Successful lobbying campaigns, like the one conducted by Stupak’s supporters, aren’t ginned up in a week or even a few months: they’re long, sustained sieges involving grassroots organization, lead time and constant pressure from lobbyists on members of Congress.
The pro-choice movement, having taken a pass on doing anything proactive to get a healthcare bill that recognized abortion as central to healthcare didn’t have the resources or sustained intelligence gathered to mount a last-minute reactive campaign either. And, in either case, they had already made the decision to support healthcare reform writ large, so they were stuck with a dual message: pass healthcare reform, but remove the abortion restrictions. Those kind of mixed messages make for a difficult grassroots campaign, and can make it sound like passing healthcare is of more importance that preserving women’s access to abortion services.
On the Friday before the final vote this weekend, Planned Parenthood spokesman Tait Sye told me: “Planned Parenthood is committed to fixing our broken healthcare system. Congress must fix the Nelson provision as part of healthcare reform and guarantee that reform will not result in women losing benefits they currently have.”
Of course, given the procedural maneuvers through which the House had to go to pass the Senate bill, and given the strength of the mobilization by an anti-choice minority, the only way to fix the Nelson provision now will be to go back at a later date and try to convince the very same Democrats who could not stand up for abortion care as health care during the process to now rescind those restrictions embedded in the bill. With the majority of the reform provisions, including the individual mandate, not set to go into full effect until 2014, Congress will likely wait a considerable amount of time before attempting any changes, and certainly with the 2010 elections so close at hand.
Meanwhile, coverage for abortion care will be eroded. There are certainly uninsured women who will eventually obtain coverage in a somewhat reformed market to the benefit of their health — including their reproductive health. But there are also women that will likely lose access to their current coverage of abortion care because of this bill and this debate, and others, like the women who work for the Republican National Committee and the state of South Carolina who will lose their coverage more quickly as a result of political decisions.
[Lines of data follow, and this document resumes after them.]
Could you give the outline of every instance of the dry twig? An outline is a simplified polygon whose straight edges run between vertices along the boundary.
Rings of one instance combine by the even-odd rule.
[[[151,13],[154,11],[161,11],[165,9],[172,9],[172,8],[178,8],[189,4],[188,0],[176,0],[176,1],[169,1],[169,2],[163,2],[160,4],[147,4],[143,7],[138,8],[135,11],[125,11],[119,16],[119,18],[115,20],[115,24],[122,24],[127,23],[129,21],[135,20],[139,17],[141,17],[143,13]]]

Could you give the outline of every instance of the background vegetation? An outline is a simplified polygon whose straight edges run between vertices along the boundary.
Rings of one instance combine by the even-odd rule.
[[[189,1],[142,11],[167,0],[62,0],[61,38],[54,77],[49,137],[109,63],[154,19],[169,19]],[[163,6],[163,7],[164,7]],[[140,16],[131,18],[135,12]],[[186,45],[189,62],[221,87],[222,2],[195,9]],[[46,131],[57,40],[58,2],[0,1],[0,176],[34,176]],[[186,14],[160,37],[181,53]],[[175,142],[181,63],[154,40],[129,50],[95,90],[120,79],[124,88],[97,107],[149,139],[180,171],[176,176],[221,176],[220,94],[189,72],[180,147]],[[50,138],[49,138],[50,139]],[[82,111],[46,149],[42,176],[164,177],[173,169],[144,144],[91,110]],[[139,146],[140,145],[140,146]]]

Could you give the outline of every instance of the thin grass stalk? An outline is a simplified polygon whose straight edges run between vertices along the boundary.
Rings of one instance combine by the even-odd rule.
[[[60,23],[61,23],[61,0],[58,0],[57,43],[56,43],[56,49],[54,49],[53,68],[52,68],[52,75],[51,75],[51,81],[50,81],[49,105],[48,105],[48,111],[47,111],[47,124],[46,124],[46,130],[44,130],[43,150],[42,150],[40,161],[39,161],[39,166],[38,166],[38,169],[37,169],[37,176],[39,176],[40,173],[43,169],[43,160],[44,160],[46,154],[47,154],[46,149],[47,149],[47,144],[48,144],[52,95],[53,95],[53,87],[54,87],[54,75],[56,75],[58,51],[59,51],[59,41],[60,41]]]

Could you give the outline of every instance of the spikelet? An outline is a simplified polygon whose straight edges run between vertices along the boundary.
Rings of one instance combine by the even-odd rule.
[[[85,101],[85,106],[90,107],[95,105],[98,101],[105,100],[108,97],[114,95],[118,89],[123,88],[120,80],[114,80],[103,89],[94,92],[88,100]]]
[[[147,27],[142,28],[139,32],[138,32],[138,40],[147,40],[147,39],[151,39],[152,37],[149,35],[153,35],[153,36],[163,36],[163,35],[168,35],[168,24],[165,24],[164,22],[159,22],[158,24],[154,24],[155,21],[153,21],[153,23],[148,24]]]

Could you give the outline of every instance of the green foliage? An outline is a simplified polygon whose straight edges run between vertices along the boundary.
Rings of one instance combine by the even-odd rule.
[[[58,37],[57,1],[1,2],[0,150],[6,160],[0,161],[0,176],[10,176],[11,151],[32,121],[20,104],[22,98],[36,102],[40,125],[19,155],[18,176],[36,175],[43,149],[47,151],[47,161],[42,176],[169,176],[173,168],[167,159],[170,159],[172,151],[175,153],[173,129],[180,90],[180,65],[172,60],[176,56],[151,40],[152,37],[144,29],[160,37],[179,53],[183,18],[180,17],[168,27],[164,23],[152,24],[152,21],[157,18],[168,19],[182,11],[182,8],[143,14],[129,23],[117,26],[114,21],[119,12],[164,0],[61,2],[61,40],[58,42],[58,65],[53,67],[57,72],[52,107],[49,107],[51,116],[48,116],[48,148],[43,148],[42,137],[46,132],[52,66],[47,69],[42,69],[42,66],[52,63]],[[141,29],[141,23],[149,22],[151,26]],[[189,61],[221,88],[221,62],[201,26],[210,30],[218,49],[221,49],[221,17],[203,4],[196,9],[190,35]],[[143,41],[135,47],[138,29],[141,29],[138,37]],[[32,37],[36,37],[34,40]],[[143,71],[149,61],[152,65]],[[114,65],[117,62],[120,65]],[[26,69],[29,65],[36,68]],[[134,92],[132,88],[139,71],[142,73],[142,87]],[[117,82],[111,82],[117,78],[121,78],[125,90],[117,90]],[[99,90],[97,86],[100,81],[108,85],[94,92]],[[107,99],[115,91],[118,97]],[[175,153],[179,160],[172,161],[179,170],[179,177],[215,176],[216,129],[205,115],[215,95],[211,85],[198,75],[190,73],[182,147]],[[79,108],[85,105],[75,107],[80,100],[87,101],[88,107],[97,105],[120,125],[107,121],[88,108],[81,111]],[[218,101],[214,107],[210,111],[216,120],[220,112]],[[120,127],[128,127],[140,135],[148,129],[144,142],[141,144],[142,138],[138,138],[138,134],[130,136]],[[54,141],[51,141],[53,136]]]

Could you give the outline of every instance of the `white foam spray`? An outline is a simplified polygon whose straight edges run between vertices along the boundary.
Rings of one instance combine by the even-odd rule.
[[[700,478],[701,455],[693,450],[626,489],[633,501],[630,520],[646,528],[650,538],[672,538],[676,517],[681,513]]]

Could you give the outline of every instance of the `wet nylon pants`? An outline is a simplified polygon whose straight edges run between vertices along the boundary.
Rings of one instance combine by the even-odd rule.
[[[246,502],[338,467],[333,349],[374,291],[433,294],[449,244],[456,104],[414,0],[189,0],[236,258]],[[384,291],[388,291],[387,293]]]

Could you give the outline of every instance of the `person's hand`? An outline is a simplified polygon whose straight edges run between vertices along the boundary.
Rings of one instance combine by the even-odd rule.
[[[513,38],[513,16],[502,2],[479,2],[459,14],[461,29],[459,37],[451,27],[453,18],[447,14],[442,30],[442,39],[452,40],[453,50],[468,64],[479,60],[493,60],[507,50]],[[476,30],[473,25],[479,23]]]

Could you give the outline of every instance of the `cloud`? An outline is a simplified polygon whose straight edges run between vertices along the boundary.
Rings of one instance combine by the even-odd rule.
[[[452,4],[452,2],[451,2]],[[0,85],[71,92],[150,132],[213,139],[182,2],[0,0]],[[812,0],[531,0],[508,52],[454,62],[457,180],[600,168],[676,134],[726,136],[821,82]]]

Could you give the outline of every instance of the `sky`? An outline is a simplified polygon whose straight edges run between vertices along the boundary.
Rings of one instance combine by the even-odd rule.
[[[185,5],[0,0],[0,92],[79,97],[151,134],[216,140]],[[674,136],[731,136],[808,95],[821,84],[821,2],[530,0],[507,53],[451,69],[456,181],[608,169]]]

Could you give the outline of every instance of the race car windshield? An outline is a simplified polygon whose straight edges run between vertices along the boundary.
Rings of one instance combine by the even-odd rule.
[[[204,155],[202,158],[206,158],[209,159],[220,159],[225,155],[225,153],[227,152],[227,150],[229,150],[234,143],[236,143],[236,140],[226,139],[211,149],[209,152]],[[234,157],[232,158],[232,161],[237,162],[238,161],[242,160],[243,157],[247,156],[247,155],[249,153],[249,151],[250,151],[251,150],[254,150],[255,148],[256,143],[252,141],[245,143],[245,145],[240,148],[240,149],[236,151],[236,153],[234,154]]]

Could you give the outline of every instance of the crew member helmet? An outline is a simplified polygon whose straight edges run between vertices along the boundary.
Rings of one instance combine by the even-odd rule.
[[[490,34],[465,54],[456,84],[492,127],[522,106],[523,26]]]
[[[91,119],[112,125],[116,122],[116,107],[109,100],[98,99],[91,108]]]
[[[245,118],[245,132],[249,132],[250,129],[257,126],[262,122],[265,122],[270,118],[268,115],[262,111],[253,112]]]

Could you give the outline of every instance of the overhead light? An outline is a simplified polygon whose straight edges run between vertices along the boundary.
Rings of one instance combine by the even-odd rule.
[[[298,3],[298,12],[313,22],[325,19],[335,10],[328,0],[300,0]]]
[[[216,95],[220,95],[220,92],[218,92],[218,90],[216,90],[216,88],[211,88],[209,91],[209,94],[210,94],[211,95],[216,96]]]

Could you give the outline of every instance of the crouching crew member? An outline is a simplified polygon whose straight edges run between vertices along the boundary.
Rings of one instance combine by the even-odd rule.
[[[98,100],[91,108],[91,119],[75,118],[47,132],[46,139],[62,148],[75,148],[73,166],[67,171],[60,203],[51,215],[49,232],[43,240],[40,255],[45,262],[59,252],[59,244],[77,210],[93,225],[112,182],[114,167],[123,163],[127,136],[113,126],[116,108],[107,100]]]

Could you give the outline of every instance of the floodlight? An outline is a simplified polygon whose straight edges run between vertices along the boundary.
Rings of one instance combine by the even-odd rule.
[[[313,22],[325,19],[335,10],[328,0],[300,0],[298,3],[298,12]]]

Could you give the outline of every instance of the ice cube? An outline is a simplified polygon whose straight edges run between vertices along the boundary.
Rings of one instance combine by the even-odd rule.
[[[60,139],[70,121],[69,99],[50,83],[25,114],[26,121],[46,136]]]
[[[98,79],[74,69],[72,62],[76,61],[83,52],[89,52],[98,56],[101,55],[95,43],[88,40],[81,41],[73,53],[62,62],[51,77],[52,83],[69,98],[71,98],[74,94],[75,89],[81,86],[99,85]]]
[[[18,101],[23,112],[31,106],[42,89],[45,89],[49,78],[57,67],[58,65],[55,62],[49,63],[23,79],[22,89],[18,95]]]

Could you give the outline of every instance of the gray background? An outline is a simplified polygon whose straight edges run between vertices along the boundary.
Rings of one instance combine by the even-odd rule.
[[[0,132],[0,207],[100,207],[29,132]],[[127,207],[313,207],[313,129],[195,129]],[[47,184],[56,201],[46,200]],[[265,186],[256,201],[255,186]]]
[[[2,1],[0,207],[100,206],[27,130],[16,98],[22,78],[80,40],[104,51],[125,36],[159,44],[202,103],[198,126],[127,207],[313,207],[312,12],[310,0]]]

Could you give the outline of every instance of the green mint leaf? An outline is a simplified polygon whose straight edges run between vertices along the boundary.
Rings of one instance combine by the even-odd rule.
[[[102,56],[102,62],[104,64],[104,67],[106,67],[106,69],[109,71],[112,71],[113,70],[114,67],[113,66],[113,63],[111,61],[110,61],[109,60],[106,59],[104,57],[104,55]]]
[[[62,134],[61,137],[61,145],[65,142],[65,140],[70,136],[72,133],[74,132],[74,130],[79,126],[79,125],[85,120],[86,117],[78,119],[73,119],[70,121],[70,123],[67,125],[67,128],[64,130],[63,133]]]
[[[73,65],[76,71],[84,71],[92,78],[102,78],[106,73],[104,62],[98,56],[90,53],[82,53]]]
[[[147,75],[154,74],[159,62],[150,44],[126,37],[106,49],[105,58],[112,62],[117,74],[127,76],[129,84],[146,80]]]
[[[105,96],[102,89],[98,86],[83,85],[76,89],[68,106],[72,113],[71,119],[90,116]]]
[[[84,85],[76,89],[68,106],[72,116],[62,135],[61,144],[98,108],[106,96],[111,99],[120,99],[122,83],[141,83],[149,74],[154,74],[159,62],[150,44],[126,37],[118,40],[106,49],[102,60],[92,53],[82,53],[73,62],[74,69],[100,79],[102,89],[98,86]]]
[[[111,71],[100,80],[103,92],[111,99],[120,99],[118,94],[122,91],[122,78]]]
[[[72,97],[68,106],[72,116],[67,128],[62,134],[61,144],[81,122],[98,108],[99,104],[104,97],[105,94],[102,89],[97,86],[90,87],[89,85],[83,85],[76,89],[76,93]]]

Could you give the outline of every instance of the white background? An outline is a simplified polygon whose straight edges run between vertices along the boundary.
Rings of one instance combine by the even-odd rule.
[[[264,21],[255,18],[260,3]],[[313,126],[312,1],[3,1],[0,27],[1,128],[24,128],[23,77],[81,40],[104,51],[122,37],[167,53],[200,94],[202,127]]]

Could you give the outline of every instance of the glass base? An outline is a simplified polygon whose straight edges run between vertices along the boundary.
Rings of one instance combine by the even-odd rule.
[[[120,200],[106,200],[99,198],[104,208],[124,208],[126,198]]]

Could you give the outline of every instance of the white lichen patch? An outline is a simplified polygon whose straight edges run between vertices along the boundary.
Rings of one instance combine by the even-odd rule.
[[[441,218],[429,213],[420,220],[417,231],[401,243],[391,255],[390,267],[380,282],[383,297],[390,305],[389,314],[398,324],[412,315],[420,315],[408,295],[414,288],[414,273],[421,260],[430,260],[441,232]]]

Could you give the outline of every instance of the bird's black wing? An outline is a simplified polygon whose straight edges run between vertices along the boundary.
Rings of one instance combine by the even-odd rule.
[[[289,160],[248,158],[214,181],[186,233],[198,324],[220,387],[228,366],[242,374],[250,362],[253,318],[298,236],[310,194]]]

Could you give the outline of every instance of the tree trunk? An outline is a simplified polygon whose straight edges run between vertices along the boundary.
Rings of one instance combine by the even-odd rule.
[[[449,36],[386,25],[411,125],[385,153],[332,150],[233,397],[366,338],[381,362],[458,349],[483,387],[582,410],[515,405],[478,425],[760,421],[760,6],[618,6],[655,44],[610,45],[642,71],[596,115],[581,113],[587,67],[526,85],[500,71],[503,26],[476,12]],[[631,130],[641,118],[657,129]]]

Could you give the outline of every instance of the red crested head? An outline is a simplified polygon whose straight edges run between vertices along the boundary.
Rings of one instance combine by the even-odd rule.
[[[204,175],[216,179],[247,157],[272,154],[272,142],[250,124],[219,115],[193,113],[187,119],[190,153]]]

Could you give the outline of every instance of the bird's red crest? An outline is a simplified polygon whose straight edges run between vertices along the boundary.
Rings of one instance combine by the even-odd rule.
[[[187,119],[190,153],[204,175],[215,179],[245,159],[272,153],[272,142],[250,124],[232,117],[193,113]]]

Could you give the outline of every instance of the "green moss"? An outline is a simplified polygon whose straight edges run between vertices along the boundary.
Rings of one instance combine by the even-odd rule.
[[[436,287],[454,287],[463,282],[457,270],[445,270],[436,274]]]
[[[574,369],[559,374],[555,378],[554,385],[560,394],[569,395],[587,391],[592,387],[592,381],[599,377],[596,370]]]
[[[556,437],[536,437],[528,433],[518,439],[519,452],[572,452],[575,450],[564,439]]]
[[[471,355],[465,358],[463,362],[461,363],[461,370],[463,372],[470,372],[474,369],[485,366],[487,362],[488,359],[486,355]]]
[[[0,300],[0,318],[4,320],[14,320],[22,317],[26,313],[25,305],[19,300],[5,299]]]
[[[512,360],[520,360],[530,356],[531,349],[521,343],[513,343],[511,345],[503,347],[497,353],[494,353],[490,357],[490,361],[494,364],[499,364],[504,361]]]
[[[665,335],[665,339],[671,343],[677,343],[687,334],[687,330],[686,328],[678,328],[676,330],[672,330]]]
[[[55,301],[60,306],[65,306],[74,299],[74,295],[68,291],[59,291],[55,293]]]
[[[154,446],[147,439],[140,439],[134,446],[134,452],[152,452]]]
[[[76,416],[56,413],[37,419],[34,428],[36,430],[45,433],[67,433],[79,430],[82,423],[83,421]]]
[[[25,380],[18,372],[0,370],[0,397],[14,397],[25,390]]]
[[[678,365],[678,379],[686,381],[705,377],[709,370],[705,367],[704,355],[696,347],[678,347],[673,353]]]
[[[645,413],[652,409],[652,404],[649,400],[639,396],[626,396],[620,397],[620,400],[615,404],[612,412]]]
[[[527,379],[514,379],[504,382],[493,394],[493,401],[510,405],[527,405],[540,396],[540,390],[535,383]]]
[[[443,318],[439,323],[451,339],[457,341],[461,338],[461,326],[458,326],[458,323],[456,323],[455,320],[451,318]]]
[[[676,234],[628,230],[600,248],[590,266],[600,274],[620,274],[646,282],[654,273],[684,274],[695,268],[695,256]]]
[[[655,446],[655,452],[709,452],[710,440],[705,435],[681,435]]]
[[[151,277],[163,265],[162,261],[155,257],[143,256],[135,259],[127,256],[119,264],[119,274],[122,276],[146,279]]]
Pro-choice women rely on (and donate to) groups like Planned Parenthood and NARAL Pro-Choice America to stand up and advocate for their access to abortion, first and foremost, and to hold the feet of supposedly pro-choice politicians to the fire on abortion access even when the going gets tough (and the tough go shopping for healthcare reform votes among rabidly anti-choice Democrats).
But, this time, at least, pro-choice advocates were not as willing as their pro-life counterparts to be the skunks at the garden party “just” to save access to abortion, or perhaps because they feared losing their own access to Democratic politicians who, unfortunately, too easily sacrificed the pro-choice movement for a political victory without putting up much of a fight on behalf of the pro-choice women who elected them.